A norma californiana foca na questão da segurança dos modelos e, para isso, estabelece uma série de procedimentos que devem ser realizados e que certamente representam um custo. Mas comparada ao AI Act e, também podemos dizer, ao PL 2.338/23 inspirado nele, o SB 1047 parece trazer um conjunto de obrigações menos onerosas para a indústria de IA.

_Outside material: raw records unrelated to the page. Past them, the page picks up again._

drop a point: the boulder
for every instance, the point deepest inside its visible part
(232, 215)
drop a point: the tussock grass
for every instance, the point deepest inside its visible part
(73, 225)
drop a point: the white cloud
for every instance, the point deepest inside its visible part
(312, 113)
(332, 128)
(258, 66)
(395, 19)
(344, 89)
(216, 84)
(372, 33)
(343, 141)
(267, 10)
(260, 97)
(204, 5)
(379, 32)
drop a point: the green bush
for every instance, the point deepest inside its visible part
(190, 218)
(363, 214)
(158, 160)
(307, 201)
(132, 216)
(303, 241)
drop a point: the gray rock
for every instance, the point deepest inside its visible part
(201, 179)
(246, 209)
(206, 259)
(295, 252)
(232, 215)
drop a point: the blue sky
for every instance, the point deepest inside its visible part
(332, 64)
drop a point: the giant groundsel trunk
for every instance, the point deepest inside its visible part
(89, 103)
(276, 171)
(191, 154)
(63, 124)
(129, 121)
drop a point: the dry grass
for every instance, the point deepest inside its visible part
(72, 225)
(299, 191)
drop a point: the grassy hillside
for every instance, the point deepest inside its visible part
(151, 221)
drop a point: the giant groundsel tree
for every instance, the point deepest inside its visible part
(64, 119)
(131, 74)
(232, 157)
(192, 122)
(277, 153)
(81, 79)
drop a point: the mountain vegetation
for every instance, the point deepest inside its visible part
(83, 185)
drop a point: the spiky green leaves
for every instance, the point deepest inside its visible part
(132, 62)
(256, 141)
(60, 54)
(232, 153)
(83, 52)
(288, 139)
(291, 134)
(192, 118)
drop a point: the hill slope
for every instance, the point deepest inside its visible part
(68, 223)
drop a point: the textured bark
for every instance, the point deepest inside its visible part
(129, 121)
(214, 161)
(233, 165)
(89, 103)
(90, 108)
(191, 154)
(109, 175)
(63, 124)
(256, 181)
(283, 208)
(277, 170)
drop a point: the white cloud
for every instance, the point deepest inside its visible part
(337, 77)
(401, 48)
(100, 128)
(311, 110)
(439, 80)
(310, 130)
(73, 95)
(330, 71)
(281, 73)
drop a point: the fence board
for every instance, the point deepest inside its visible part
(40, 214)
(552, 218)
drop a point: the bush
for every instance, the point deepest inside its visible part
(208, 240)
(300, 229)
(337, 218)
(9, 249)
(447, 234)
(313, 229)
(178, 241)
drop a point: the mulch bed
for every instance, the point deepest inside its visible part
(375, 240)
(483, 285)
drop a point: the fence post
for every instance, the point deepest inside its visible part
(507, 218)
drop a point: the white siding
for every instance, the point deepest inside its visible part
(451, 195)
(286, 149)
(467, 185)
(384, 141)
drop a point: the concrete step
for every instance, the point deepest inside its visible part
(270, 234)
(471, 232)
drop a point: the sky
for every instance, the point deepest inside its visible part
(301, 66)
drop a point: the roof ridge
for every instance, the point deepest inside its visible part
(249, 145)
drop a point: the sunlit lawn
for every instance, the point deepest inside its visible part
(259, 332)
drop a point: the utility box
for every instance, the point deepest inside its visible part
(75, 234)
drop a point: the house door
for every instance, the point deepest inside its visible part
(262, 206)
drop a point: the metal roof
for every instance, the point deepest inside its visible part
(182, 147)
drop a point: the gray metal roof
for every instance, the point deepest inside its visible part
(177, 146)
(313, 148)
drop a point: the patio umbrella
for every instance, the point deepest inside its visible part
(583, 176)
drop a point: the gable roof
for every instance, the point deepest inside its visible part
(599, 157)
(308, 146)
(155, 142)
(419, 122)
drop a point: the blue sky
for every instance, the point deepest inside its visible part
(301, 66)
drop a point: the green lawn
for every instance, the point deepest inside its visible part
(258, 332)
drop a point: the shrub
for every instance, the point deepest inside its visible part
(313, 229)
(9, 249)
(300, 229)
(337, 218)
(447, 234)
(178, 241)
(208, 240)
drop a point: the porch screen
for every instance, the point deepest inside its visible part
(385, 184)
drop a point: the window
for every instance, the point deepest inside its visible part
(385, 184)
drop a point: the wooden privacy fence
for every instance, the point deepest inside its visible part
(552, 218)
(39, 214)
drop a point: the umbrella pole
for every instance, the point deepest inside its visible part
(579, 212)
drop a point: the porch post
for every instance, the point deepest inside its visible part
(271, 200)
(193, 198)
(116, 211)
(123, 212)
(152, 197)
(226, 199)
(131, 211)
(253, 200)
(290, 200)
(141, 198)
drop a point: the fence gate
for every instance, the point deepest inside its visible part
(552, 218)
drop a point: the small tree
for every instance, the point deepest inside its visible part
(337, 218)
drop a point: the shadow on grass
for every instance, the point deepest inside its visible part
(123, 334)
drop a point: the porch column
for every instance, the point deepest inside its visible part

A lógica das legislações também é diferente. A norma europeia e o projeto brasileiro têm uma preocupação considerável em listar os direitos dos usuários e as obrigações para protegê-los. O Act californiano não apresenta uma lista desses direitos, mas estabelece obrigações que visam proteger a segurança e os direitos dos usuários previstos em outras normas, dando ao Procurador-Geral a competência de propor demandas a fim de protegê-los.
Considerando Europa, Brasil e EUA, temos duas tradições jurídicas diferentes, o civil law e a common law, e três contextos econômicos, sociais e políticos diversos. Avaliar que elementos desses diferentes modelos de regular a IA seriam mais adequados para a realidade brasileira e nossos propósitos em relação à tecnologia é uma tarefa importante nesse momento em que discutimos a regulação de IA no país.